Please help me fix this… Thank you in advance :blush:

Hey @sabieworld,
It seems that your intents are quite close and the NLU struggles a bit classifying them when using the default configuration.
The default configuration uses a logistic regression to perform the intent classification, and it does so by looking at unigrams only.

The idea is to update this configuration to also take bigrams into account.
You can do so by running the following:

import io
import json
from copy import deepcopy

from snips_nlu import SnipsNLUEngine
from snips_nlu.default_configs.config_en import CONFIG as CONFIG_EN

custom_config = deepcopy(CONFIG_EN)
custom_config["intent_parsers_configs"][1]["intent_classifier_config"][
    "featurizer_config"]["added_cooccurrence_feature_ratio"] = 0.25

engine = SnipsNLUEngine(config=custom_config)
with io.open("path/to/dataset.json", encoding="utf8") as f:
    dataset = json.load(f)

engine.fit(dataset)

print(engine.parse("show me developer jobs"))
print(engine.parse("I need a developer job"))

This configuration will probably work a bit better in your use case.
I hope this helps.
Cheers

1 Like

@adri Thank you for your fast response :heart: :slight_smile:

i applied that custom configuration. unfortunately, the problem is reversed now :frowning:

before:
I need a developer job => postJob (should be searchJob)
I need a developer => postJob

now:
I need a developer job => searchJob
I need a developer => searchJob (should be postJob)

i tried by setting lower values for added_cooccurrence_feature_ratio . but no luck. is there any other configuration i can set to achieve this…?

it is more expected to say i need a developer when someone wants to hire and i need a developer job when someone wants to be hired. so i am unable to ignore those utterances. please let me know if there any further workaround available…

Thank you so much…:rose:

@adri The issue is fixed by setting a higher value for added_cooccurrence_feature_ratio.

it was a big mistake from my side. when the problem is reversed, i thought i should decrease the value to get it work :joy: . that is why i set a lower value.

now it works like a charm.
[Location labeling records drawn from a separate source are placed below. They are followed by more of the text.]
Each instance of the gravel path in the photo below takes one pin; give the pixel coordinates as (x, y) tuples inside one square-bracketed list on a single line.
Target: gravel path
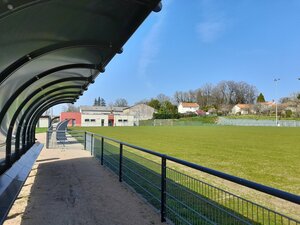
[(68, 187)]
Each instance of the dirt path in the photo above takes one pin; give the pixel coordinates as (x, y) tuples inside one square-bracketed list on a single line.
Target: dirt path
[(68, 187)]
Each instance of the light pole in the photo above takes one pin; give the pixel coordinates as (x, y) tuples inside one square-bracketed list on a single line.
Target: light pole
[(276, 105)]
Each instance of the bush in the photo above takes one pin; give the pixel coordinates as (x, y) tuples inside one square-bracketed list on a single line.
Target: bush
[(288, 113)]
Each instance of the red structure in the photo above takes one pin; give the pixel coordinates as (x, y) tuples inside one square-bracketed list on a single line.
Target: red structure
[(75, 116)]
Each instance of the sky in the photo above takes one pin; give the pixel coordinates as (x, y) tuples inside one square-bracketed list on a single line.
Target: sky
[(191, 43)]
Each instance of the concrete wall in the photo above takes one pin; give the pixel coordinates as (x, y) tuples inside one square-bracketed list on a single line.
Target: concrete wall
[(123, 120)]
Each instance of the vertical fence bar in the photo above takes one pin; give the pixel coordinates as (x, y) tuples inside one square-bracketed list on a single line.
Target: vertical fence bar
[(92, 138), (85, 140), (47, 139), (102, 150), (120, 162), (163, 188)]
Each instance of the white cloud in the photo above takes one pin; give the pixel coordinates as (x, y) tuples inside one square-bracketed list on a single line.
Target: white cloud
[(210, 31), (213, 22)]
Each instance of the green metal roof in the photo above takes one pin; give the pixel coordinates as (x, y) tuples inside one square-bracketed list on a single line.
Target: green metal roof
[(51, 50)]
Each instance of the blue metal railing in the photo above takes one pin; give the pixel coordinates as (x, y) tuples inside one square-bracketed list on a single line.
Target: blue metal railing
[(181, 197)]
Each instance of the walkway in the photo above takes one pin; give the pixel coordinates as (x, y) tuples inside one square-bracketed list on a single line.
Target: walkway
[(69, 187)]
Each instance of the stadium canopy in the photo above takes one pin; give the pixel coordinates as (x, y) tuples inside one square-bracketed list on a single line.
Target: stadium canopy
[(50, 51)]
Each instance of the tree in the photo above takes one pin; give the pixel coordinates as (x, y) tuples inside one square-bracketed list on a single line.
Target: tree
[(101, 102), (70, 108), (121, 102), (260, 98)]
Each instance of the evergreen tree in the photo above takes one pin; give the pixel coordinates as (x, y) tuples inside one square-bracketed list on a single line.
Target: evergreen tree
[(102, 102), (99, 101), (260, 98)]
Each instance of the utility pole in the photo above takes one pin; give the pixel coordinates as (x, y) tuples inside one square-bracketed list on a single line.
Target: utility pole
[(276, 99)]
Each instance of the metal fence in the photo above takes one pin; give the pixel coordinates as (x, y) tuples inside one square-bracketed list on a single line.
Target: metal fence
[(2, 152), (252, 122), (183, 198), (173, 122)]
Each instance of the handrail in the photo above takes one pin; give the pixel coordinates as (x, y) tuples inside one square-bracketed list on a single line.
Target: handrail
[(244, 182)]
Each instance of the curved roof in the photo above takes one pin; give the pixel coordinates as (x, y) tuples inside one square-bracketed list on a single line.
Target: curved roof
[(51, 50)]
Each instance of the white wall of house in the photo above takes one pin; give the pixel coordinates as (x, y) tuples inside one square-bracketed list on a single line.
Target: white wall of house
[(43, 122), (140, 112), (182, 109), (123, 120), (89, 120)]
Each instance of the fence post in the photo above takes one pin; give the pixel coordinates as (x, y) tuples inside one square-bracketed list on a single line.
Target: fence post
[(102, 150), (47, 139), (163, 188), (120, 162), (92, 146), (84, 140)]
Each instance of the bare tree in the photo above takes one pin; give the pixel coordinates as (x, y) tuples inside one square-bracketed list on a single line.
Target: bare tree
[(70, 108), (163, 98), (121, 102)]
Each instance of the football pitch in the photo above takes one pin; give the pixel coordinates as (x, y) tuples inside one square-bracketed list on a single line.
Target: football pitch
[(267, 155)]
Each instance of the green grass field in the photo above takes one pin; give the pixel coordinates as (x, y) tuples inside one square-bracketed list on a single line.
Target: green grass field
[(268, 155), (41, 130)]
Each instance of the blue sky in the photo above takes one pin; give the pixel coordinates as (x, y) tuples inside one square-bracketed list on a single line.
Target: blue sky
[(206, 41)]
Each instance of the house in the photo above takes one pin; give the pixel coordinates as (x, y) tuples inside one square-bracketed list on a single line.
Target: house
[(140, 112), (242, 109), (188, 107), (44, 121), (74, 117), (105, 116)]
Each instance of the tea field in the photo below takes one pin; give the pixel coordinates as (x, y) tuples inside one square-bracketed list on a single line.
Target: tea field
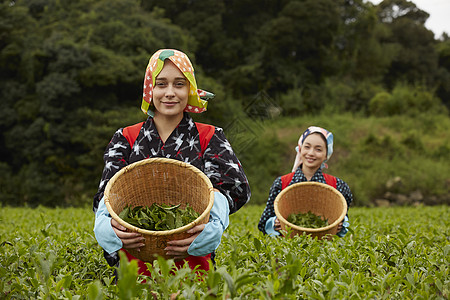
[(389, 253)]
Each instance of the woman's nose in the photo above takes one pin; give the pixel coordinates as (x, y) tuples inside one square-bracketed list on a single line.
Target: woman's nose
[(170, 91)]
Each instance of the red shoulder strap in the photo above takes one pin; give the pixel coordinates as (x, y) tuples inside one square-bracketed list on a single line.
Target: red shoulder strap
[(131, 132), (205, 132), (286, 179), (331, 180)]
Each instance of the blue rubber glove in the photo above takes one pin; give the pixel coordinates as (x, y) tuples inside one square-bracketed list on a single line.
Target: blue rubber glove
[(209, 239), (344, 229), (270, 225), (105, 235)]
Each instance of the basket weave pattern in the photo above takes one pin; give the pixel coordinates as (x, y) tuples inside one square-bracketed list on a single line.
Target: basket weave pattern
[(161, 181), (321, 199)]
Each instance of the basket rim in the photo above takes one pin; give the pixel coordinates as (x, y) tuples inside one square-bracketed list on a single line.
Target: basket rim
[(306, 229), (163, 232)]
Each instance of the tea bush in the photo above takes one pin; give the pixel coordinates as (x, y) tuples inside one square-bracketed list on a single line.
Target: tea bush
[(389, 253)]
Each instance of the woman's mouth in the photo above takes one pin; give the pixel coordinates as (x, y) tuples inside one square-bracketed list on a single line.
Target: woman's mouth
[(170, 103)]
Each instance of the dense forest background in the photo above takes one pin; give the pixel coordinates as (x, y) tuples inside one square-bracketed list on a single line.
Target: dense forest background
[(72, 72)]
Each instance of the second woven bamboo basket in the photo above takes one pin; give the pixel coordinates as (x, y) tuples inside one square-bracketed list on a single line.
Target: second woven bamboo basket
[(319, 198)]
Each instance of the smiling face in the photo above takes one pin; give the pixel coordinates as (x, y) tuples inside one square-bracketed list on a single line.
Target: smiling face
[(171, 91), (313, 151)]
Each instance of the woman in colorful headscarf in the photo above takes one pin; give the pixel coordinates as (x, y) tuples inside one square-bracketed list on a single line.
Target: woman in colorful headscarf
[(170, 92), (314, 149)]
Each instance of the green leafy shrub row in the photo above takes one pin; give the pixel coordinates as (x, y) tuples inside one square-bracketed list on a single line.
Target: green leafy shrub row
[(394, 253)]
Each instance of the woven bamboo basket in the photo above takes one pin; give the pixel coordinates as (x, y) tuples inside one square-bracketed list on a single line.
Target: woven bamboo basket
[(319, 198), (164, 181)]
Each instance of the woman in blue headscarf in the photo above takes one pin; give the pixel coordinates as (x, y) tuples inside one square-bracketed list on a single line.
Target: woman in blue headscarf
[(315, 147)]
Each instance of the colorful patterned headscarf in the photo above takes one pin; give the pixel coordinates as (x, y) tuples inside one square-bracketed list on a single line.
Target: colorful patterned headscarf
[(312, 129), (197, 100)]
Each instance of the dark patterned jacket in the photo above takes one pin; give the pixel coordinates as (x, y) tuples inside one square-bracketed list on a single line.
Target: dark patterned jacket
[(218, 161)]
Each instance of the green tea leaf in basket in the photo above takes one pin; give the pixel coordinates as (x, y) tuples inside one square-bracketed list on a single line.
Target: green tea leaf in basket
[(158, 217), (307, 220)]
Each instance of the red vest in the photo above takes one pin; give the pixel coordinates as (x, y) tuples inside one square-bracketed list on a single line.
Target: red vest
[(286, 179), (205, 134)]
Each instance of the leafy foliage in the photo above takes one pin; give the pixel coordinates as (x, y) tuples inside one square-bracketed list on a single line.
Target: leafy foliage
[(307, 220), (158, 217), (398, 252), (71, 75)]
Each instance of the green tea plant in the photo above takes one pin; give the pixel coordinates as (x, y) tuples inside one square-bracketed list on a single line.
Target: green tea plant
[(389, 253)]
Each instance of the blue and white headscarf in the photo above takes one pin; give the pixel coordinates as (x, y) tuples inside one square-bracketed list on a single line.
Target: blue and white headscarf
[(313, 129)]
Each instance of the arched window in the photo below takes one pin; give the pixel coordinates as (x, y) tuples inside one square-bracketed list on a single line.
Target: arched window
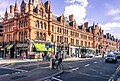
[(44, 37), (40, 36), (41, 12), (97, 37), (37, 24), (41, 25), (45, 26), (52, 38), (20, 36), (22, 24), (25, 34)]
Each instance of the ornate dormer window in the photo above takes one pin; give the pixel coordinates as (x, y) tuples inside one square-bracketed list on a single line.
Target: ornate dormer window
[(37, 24), (97, 37), (41, 25), (41, 12)]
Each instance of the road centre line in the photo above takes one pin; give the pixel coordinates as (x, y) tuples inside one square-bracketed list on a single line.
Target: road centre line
[(95, 62), (92, 75), (87, 65), (56, 79), (112, 77), (14, 69)]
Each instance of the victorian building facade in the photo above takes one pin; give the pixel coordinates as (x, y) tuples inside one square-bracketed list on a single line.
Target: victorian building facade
[(35, 28)]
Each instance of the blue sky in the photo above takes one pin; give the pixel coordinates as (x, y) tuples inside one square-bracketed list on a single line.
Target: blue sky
[(104, 12)]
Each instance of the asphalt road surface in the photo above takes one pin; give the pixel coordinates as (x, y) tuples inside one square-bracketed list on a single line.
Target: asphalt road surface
[(89, 70)]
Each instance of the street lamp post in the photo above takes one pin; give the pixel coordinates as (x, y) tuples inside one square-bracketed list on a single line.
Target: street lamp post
[(2, 19)]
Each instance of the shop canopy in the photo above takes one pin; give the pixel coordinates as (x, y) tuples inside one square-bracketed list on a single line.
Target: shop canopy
[(51, 49), (40, 47), (10, 46)]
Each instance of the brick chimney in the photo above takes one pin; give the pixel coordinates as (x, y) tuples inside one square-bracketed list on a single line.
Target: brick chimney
[(71, 18), (12, 9)]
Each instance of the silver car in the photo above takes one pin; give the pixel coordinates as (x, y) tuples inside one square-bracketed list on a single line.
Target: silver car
[(111, 58)]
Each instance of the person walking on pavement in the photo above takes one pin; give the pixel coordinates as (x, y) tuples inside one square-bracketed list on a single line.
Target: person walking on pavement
[(24, 55), (43, 56)]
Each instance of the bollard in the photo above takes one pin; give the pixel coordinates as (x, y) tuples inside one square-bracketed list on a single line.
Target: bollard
[(51, 63)]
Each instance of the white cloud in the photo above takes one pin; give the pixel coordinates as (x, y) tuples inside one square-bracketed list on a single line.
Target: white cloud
[(109, 26), (78, 9), (116, 18), (112, 28), (114, 12)]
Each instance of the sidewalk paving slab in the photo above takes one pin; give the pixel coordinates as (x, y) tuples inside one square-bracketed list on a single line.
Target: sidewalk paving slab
[(35, 75)]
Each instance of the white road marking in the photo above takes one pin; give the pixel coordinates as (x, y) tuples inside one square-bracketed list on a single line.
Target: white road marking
[(56, 79), (69, 63), (100, 72), (92, 75), (80, 61), (74, 69), (14, 69), (95, 62), (87, 65), (112, 77), (44, 67)]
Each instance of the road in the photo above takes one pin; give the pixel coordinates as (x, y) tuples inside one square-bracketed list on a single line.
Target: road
[(89, 70), (94, 69)]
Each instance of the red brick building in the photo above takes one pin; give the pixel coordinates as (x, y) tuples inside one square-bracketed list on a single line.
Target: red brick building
[(35, 29)]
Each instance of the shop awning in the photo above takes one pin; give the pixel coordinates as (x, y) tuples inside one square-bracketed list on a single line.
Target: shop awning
[(51, 49), (10, 46), (40, 47)]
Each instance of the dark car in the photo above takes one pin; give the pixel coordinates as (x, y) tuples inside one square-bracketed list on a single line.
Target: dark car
[(111, 58), (117, 55)]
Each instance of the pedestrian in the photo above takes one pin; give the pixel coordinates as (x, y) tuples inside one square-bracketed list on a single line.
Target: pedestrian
[(24, 55), (56, 56), (43, 56)]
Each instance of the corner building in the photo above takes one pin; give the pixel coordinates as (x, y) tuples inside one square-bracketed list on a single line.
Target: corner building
[(35, 29)]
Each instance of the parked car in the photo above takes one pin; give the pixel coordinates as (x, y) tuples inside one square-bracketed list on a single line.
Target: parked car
[(111, 58), (117, 55), (90, 55)]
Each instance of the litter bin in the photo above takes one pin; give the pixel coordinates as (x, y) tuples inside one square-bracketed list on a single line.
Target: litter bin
[(51, 63)]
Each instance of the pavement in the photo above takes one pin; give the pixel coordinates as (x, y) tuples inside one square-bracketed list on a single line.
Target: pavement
[(38, 74)]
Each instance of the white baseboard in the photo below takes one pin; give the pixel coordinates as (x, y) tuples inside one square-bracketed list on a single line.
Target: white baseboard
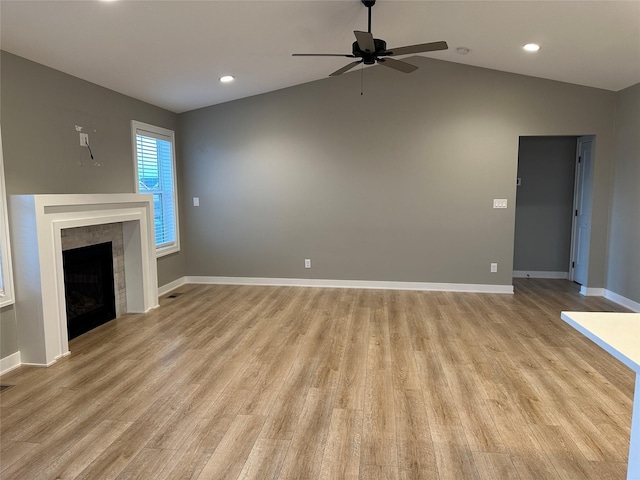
[(591, 291), (620, 300), (540, 274), (380, 285), (164, 289), (9, 363)]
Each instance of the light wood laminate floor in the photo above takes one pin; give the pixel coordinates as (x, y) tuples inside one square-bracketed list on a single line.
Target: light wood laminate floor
[(228, 382)]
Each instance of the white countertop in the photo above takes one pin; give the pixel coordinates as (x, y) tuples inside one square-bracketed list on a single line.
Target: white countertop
[(617, 333)]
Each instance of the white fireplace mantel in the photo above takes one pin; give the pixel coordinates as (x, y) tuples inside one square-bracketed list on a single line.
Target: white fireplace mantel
[(36, 225)]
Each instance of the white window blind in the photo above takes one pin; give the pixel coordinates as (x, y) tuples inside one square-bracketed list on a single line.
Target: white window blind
[(155, 174)]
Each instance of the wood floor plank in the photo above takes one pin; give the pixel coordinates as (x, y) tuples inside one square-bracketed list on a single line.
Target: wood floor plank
[(416, 456), (225, 381), (341, 457), (230, 456)]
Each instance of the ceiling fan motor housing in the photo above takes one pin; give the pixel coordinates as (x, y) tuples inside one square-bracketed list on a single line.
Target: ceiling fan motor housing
[(370, 57)]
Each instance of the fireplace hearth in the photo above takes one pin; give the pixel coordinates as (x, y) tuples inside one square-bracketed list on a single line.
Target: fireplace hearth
[(89, 287)]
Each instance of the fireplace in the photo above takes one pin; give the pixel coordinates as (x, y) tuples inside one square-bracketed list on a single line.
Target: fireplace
[(88, 283), (39, 225)]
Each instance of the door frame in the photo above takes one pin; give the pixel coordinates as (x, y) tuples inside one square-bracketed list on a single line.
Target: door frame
[(576, 192)]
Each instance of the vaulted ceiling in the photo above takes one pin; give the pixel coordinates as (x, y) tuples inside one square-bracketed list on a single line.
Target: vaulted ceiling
[(172, 53)]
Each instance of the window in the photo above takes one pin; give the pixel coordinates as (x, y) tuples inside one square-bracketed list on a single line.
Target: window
[(6, 277), (155, 168)]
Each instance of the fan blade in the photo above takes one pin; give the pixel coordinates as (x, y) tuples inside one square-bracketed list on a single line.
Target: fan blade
[(404, 67), (323, 55), (345, 68), (365, 41), (423, 47)]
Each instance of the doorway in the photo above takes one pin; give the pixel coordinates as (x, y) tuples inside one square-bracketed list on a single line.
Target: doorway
[(544, 206)]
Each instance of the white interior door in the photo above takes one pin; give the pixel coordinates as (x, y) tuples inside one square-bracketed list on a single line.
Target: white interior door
[(583, 203)]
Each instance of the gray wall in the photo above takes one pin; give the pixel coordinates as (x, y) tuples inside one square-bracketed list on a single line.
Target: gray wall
[(624, 239), (42, 152), (546, 166), (396, 184)]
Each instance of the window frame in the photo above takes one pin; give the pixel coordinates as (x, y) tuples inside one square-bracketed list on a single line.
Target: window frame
[(6, 272), (168, 135)]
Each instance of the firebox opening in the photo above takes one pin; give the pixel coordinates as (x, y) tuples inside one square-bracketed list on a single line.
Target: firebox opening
[(89, 287)]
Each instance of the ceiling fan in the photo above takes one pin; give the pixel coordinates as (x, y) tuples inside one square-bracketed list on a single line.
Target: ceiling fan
[(371, 50)]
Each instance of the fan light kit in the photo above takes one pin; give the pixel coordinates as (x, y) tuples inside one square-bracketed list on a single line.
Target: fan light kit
[(371, 50)]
Thank you so much for your great support :trophy:

1 Like

@adri for the same dataset i posted above, when i parse any text which contains the word job returns serachJob intent. for example when i give edit job title i expect null intent as i don’t have an utterance like <some text> job <some other text>. instead i am getting intent searchJob.

is there any configuration changes i can apply so that an intent will be returned only if it matches with given utterances, otherwise it should return null intent.

not how it works… its not as simple as only match examples as i have entered

You can force the NLU engine to only parse sentences that are part of the training dataset (or differ very slightly) by removing the probabilistic intent parser in the configuration, in order to keep only the lookup intent parser:

import io
import json

from snips_nlu import SnipsNLUEngine

custom_config = {
    "unit_name": "nlu_engine",
    "intent_parsers_configs": [
        {
            "unit_name": "lookup_intent_parser",
            "ignore_stop_words": True
        }
    ]
}

engine = SnipsNLUEngine(config=custom_config)
with io.open("path/to/dataset.json", encoding="utf8") as f:
    dataset = json.load(f)

engine.fit(dataset)

print(engine.parse("show me developer jobs"))
print(engine.parse("edit job title"))

Keep in mind that the resulting engine will no longer be able to understand variations around the utterances provided in the training dataset.

I will probably add a section about this in the documentation, as it may be valuable to other users.

Cheers

1 Like

@adri Thank you for your continued support. when i keep lookup intent parser only, i wont get the automatically extensible feature right…? because when i tried to parse some sentences (which are exactly same as the pattern given in the dataset, but entity values are from out of dataset) it returns null intent.

Yes, indeed, the automatically extensible feature only works when the probabilistic intent parser is activated.

1 Like

Hi Snipsters! Can you give us an ETA on this new intent parser implementation? Thanks :slight_smile:

Hi @fastjack,
This new parser should be deployed this week as part of a bigger update.